After you have completed the DIMETalk project, which essentially connects the memory map with glue logic and the Fibonacci calculator, you will be writing C code to run on the host processor that tests your circuit.

Memory maps can be accessed exactly the same way as blockRAMs in the previous lab. All you need is a node ID (provided by DIMETalk, most likely 1), and an address to access. For example, you could write data into a register n (assuming n is stored at address 1) in the FPGA using code similar to the following:

#define N_ADDR 1
#define GO_ADDR 2
#define MEMORY_MAP_ID 1
.......
int some_variable = 1;
FPGA_write( &some_variable, 1, N_ADDR, MEMORY_MAP_ID, 1000);
FPGA_write( &some_variable, 1, GO_ADDR, MEMORY_MAP_ID, 1000);
....

The C program should calculate the first 30 Fibonacci numbers (by using the FPGA circuit) and output them to the screen. To verify correctness, you should also calculate each Fibonacci number using software. The output of the program should look exactly like this:

1: HW = 1, SW = 1
2: HW = 1, SW = 1
3: HW = 2, SW = 2
4: HW = 3, SW = 3
5: HW = 5, SW = 5
6: HW = 8, SW = 8
7: HW = 13, SW = 13
8: HW = 21, SW = 21
9: HW = 34, SW = 34
10: HW = 55, SW = 55
11: HW = 89, SW = 89
12: HW = 144, SW = 144
13: HW = 233, SW = 233
14: HW = 377, SW = 377
15: HW = 610, SW = 610
16: HW = 987, SW = 987
17: HW = 1597, SW = 1597
18: HW = 2584, SW = 2584
19: HW = 4181, SW = 4181
20: HW = 6765, SW = 6765
21: HW = 10946, SW = 10946
22: HW = 17711, SW = 17711
23: HW = 28657, SW = 28657
24: HW = 46368, SW = 46368
25: HW = 75025, SW = 75025
26: HW = 121393, SW = 121393
27: HW = 196418, SW = 196418
28: HW = 317811, SW = 317811
29: HW = 514229, SW = 514229
30: HW = 832040, SW = 832040

IMPORTANT: Make sure to test your output with this provided script.
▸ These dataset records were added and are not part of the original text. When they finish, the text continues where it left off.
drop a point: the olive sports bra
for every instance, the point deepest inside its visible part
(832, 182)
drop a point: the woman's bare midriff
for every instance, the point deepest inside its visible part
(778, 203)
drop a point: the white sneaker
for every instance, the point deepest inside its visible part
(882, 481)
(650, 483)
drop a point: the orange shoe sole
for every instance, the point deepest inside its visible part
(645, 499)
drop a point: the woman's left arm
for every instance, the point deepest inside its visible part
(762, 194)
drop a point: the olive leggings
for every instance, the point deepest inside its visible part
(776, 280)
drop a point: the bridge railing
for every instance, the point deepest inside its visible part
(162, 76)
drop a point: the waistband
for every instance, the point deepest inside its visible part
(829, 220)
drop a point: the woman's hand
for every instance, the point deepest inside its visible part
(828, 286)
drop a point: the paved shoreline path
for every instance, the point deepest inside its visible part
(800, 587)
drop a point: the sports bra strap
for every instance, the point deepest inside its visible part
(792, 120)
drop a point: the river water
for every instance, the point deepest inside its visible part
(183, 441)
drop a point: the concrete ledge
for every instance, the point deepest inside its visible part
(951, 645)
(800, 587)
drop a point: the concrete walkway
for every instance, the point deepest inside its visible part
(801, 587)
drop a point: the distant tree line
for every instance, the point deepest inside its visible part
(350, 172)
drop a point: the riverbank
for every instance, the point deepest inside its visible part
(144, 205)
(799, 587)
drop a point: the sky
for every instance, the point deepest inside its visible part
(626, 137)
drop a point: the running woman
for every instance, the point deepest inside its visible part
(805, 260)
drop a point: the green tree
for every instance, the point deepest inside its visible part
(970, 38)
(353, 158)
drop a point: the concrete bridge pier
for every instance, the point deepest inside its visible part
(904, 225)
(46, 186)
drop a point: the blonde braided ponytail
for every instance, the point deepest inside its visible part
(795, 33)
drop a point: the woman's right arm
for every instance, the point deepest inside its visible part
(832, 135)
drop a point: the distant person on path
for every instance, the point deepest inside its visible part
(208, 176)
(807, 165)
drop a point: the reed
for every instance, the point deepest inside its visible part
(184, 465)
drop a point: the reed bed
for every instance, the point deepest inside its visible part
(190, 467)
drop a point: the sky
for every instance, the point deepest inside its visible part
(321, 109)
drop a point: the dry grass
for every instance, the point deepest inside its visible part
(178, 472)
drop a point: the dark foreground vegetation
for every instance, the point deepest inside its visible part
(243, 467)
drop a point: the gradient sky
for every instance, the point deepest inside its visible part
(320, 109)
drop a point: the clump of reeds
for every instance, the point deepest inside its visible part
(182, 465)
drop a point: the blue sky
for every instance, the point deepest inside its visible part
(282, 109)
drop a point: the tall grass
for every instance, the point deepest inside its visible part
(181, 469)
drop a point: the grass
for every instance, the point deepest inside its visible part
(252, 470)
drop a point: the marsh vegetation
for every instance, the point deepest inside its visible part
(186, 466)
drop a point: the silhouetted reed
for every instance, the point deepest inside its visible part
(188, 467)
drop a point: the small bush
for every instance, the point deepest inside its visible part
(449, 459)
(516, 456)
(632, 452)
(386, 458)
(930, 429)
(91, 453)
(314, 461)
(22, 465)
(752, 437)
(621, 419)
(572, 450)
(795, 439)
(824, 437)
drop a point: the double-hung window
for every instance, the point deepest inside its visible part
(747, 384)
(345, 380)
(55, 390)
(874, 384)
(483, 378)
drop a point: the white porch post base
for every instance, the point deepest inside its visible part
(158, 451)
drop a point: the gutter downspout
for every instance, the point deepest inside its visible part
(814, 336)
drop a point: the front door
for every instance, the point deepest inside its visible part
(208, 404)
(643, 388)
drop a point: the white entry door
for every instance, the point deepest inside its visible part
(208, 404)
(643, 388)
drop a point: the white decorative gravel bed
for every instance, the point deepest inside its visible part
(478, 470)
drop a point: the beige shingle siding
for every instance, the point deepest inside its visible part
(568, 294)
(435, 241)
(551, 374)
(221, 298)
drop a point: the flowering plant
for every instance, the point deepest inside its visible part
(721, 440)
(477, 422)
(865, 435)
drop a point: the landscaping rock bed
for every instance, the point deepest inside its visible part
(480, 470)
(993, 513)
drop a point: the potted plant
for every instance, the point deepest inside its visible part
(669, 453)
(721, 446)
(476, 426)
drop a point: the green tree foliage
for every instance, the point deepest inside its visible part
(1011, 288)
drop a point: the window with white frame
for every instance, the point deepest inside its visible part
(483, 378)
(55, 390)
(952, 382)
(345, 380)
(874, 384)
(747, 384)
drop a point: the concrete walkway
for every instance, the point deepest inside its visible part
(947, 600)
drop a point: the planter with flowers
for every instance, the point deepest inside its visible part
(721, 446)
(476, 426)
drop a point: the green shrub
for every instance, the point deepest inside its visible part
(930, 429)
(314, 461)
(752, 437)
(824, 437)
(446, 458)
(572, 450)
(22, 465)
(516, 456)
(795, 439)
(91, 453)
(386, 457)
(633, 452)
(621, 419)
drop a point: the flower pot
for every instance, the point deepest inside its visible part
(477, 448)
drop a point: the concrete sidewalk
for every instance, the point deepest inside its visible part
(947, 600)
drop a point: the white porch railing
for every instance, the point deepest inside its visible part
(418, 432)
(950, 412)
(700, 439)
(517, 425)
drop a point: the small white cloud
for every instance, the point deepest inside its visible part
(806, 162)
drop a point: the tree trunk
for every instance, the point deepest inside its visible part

To use the script, first rename it to "grade.pl" and copy it to your directory on delta. Then, do the following when you run your application:

srun h100bist.exe > test.txt
grade.pl test.txt

Common Tool Problems

  1. To do post-place+route simultion in Xilinx ISE, the top level entity has to use std_logic or std_logic_vector for all i/o.
  2. Xilinx ISE does not like generic values in the top level entity
  3. VHDL files imported into DIMETalk need to use std_logic for all i/o.
  4. DIMETalk will mess up when importing VHDL unless you define each input/ output on a seperate line
  5. Unless you use the names dt_clk and reset for the clock and reset, you will need to manually specify which signal is the clock and which is the reset.
  6. If your code looks correct, but you are getting strange problems, try creating a new project. This applies to both ISE and DIMETalk. I personally went through 3 ISE projects for this lab, even though the code was completely correct.